In the Crime section, report all the years mentioned in sorted (ascending) order.
Find all county names used in this Wikipedia article.
Submit your Part2.py Python code.
Part 3. Comprehensive (25 points)
Now use a larger collection of tweets. Download Tweet2_Assignment4.txt. The tweets are all on separate lines, but some of the tweets are intentionally damaged and will not parse properly. You will need to store these tweets in a separate “error” file.
Write python code that is going to read and load the Tweet2_Assignment4.txt. file. For tweets that could not parse, simply store them in Assignment4_errors.txt file
Note1. : Gracefully catch JSON errors.
Note2: As discussed in class, you can access the contents of the user dictionary after it was parsed by json like this:
dict[‘user’] # user dictionary
dict[‘user’][‘id’] # user’s ID
For tweets that parsed, create a new SQL table for the user dictionary. It should contain the following attributes “id”, “name”, “screen_name”, “description” and “friends_count”. Modify your SQL table from Part 1 to include “user_id” which will be a foreign key referencing the user table.
and populate both of your tables (Tweet table from Assignment4 and User table from this assignment), with data from Tweet2_Assignment4.txt.

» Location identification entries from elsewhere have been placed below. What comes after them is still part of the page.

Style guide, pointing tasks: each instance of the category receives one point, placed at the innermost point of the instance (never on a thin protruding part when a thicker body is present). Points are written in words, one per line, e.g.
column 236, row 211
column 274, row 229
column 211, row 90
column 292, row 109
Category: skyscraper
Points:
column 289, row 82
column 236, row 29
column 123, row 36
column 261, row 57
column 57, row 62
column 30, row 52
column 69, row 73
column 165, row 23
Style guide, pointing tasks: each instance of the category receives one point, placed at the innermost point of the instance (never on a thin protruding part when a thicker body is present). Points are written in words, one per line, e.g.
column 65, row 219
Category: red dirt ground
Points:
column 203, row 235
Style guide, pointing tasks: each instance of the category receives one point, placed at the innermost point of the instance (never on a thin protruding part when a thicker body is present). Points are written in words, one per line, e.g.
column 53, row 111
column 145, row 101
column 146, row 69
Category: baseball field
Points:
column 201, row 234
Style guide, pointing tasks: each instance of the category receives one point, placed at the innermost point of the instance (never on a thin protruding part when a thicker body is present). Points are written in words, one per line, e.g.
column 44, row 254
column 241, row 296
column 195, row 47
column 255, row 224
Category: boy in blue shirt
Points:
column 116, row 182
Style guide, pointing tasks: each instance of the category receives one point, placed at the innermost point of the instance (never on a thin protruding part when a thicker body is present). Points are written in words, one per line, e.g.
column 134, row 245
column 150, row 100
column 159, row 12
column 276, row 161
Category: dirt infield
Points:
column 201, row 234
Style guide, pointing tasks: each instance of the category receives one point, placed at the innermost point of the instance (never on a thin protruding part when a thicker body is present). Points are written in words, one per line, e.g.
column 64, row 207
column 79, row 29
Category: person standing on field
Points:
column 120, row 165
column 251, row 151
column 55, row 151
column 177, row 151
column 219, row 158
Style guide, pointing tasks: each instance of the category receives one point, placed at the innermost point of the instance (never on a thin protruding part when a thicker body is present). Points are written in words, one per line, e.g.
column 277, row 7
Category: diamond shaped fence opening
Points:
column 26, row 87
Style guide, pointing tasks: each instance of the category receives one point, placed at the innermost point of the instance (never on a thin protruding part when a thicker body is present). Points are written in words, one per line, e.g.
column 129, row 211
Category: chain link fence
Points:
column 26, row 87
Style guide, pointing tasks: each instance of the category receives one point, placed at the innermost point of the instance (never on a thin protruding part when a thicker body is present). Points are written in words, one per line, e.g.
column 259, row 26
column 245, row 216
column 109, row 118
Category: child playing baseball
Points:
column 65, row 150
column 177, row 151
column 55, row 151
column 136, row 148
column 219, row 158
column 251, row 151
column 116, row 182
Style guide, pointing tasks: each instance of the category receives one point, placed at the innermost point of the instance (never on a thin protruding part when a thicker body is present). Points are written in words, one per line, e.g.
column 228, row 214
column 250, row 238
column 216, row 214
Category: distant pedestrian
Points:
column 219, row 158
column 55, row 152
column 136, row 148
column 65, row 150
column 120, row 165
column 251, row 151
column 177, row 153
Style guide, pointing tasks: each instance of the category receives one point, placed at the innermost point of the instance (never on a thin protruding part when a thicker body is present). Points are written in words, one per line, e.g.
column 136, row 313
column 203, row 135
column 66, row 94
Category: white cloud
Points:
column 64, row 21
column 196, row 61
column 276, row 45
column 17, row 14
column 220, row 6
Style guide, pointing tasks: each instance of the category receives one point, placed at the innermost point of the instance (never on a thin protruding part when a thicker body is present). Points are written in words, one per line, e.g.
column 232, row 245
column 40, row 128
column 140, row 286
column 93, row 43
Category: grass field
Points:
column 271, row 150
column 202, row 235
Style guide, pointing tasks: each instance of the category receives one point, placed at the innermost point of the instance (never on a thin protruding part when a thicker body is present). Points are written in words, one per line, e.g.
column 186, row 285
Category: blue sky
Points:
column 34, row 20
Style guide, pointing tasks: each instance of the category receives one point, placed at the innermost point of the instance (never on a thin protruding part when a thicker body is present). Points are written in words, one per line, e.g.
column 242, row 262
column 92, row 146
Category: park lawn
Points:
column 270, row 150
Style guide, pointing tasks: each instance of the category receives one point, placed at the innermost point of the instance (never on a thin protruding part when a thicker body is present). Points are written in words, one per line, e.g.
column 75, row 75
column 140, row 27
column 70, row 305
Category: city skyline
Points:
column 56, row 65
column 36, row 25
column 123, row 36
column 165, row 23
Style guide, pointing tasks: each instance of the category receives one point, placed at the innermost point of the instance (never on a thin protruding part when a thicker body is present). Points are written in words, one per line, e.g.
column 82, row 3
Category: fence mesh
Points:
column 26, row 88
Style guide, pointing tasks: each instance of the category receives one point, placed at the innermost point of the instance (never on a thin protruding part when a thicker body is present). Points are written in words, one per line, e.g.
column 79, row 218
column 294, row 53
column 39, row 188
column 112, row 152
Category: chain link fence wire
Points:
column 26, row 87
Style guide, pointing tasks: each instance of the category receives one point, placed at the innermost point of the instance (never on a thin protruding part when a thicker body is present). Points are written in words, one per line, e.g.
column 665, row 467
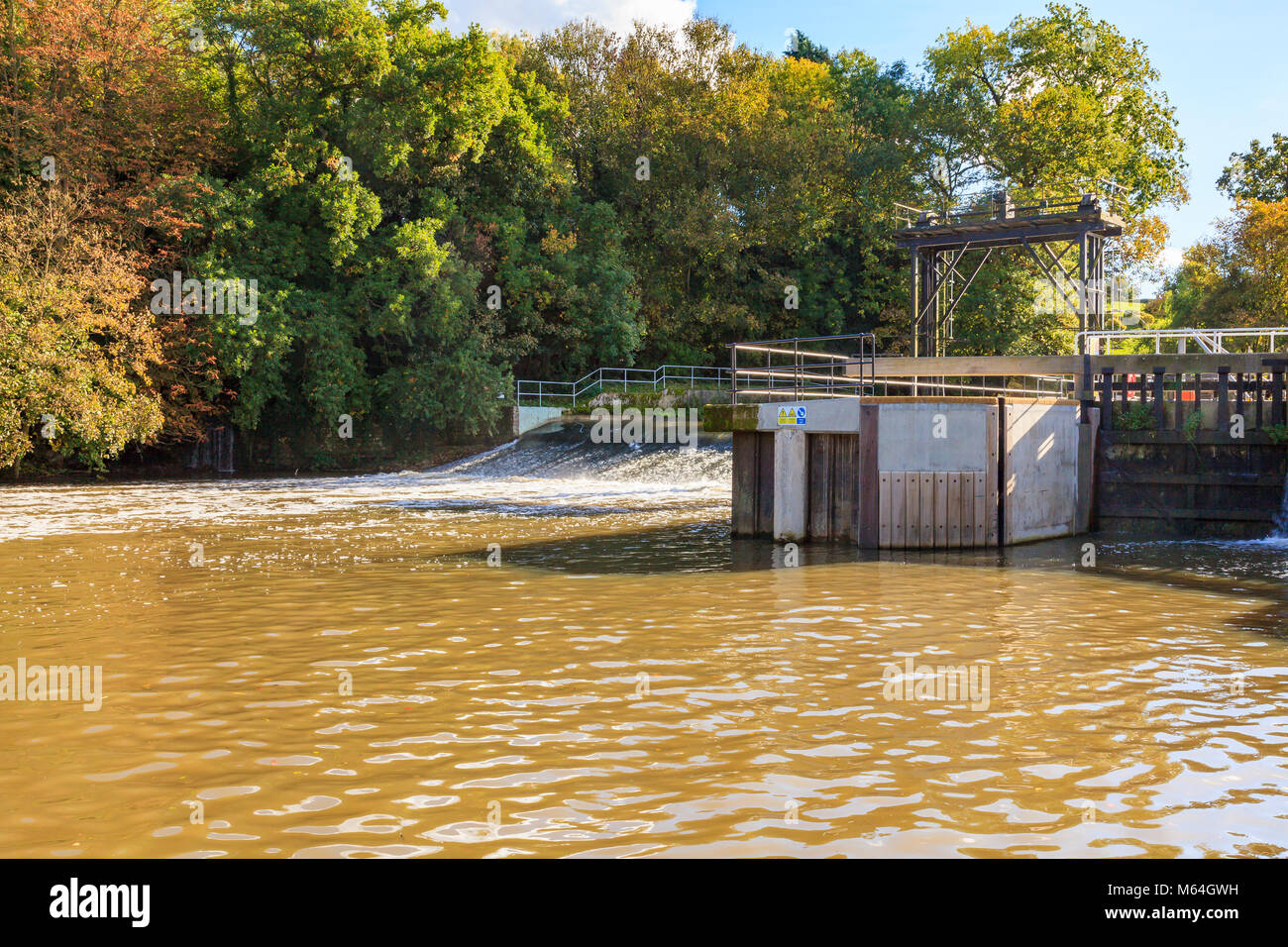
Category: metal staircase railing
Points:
column 568, row 393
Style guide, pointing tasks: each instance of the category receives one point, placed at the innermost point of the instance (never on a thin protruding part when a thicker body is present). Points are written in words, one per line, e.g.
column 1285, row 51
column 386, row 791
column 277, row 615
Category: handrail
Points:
column 806, row 368
column 1211, row 341
column 571, row 392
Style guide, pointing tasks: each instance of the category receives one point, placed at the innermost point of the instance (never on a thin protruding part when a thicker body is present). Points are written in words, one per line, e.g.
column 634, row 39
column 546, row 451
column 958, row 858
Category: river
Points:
column 557, row 650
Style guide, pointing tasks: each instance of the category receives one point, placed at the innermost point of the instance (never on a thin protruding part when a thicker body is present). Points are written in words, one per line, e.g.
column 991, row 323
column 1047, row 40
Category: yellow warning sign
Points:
column 793, row 415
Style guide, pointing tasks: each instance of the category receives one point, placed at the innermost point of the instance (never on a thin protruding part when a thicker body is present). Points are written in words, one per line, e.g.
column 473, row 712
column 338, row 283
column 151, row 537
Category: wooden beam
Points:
column 1028, row 367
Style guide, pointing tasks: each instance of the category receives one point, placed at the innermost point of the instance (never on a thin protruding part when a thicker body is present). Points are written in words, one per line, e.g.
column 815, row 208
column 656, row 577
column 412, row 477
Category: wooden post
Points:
column 1107, row 398
column 1087, row 390
column 1198, row 395
column 1276, row 393
column 1159, row 405
column 1223, row 397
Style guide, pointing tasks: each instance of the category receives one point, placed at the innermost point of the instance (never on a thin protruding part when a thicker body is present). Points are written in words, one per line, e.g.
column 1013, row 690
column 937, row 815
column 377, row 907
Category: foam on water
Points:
column 537, row 474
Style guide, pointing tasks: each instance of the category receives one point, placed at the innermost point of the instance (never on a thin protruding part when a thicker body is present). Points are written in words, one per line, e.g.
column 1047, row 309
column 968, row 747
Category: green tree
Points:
column 1260, row 172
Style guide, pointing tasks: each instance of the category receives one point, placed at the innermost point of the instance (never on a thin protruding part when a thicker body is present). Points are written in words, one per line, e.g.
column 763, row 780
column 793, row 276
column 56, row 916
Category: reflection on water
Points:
column 625, row 681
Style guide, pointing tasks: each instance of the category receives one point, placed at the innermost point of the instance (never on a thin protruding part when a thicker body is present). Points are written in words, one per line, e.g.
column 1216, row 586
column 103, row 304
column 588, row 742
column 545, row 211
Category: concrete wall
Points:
column 1041, row 489
column 528, row 418
column 935, row 436
column 786, row 479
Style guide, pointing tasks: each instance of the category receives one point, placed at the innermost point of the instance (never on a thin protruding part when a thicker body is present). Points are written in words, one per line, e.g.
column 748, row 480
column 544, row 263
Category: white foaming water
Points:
column 531, row 475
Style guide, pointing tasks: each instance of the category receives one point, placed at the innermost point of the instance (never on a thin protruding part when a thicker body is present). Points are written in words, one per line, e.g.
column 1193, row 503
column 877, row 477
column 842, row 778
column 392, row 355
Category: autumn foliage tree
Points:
column 76, row 350
column 103, row 98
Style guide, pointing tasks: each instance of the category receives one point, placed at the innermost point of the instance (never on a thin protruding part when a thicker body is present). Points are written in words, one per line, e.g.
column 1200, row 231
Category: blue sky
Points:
column 1223, row 64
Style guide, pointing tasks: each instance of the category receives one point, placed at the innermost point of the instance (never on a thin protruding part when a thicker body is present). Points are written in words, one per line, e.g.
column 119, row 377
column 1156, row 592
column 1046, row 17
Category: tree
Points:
column 76, row 350
column 1059, row 99
column 1260, row 172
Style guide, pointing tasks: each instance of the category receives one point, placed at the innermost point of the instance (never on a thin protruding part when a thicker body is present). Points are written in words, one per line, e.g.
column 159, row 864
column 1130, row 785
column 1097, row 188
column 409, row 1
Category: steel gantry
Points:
column 941, row 245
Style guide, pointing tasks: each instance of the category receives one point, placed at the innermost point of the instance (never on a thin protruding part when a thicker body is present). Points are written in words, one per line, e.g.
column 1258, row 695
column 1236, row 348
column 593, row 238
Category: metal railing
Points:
column 811, row 372
column 1206, row 341
column 568, row 393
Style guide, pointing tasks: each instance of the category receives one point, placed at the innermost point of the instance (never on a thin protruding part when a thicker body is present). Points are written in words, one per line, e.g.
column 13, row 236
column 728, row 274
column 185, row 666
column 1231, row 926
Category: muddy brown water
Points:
column 559, row 651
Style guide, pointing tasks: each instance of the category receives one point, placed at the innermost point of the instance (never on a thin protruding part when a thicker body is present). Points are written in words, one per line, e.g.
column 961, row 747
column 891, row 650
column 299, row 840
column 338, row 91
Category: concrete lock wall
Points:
column 911, row 472
column 1041, row 474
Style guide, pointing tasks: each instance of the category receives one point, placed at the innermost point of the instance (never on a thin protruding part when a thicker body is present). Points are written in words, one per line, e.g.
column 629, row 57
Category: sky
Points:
column 1223, row 64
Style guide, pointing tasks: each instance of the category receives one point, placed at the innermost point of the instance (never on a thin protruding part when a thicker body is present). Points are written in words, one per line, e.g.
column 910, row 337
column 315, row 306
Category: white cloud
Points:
column 540, row 16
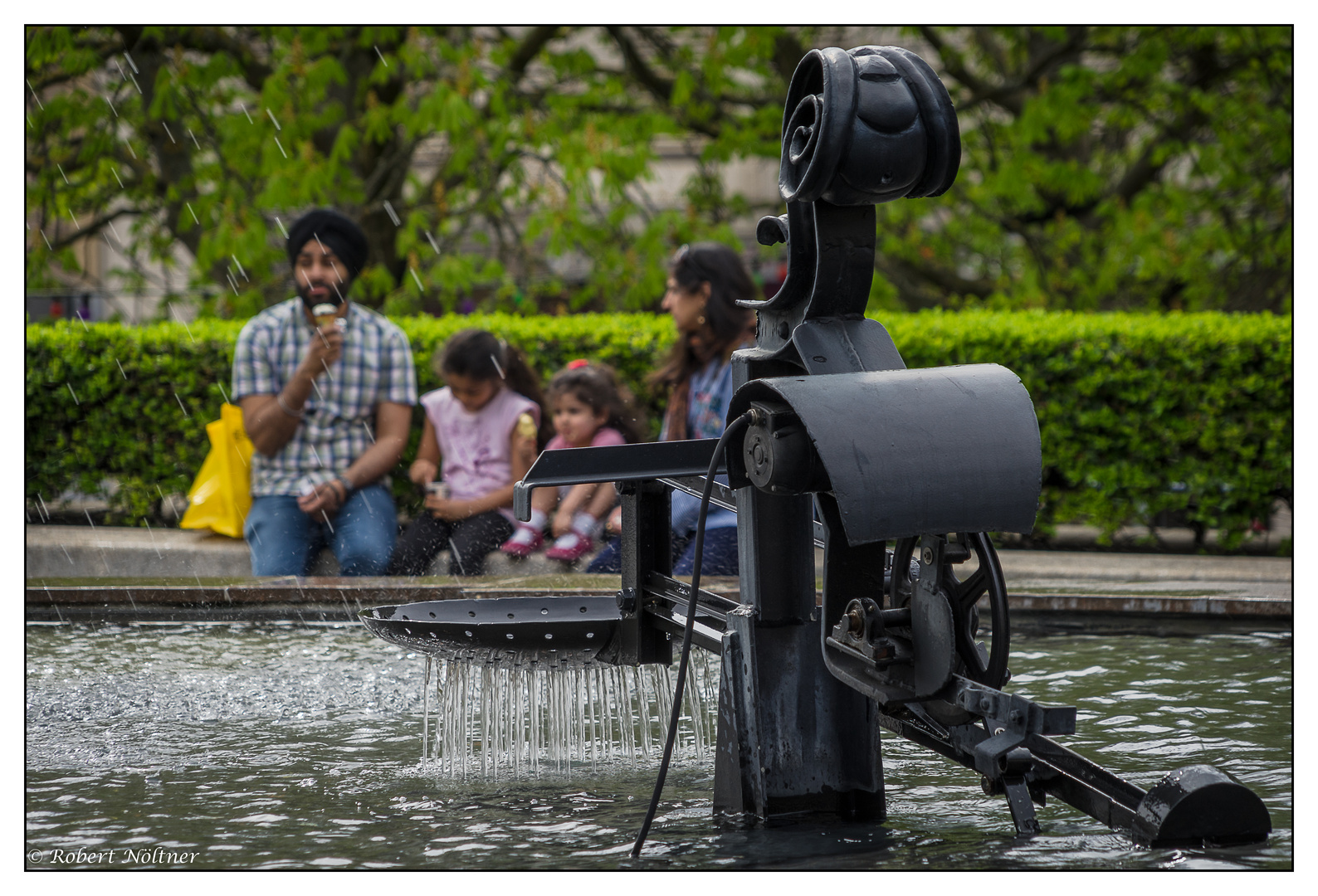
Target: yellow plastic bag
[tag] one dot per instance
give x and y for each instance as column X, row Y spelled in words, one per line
column 222, row 493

Write and execute a SQL query to do the following: Find the user (“id” and “name”) with the highest “friend_count” in the database
Write python code that is going to perform the same computation (find the user with the highest “friend_count”)
Write and execute SQL query to do the following: Find the tweets without associated user id entry.
Write python code that is going to perform the same computation as 2-c. (Requires Python DataFrames)
Using Python, identify the top-3 most frequent terms (i.e. words separated by ‘ ‘) in the text of the tweets. It is up to you whether you prefer to use the contents of the loaded database (reading tweets from SQLite, which contains fewer tweets) or the contents of the original Tweet2_Assignment4.txt file (reading tweets directly from the file).
Submit Part3.py Python code.
Part 4. SQLAlchemy (10 points)
Perform PART1 using SQLALchemy. So the table within SQLite should be created using SQLAlchemy and data inserted into the table using pre-compiled statements from SQLAlchemy.
Then use SQLAlchemy to write the queries. You must determine how to filter NULLs in SQLAlchemy.
Submit Part4.py. No need to submit supporting libraries.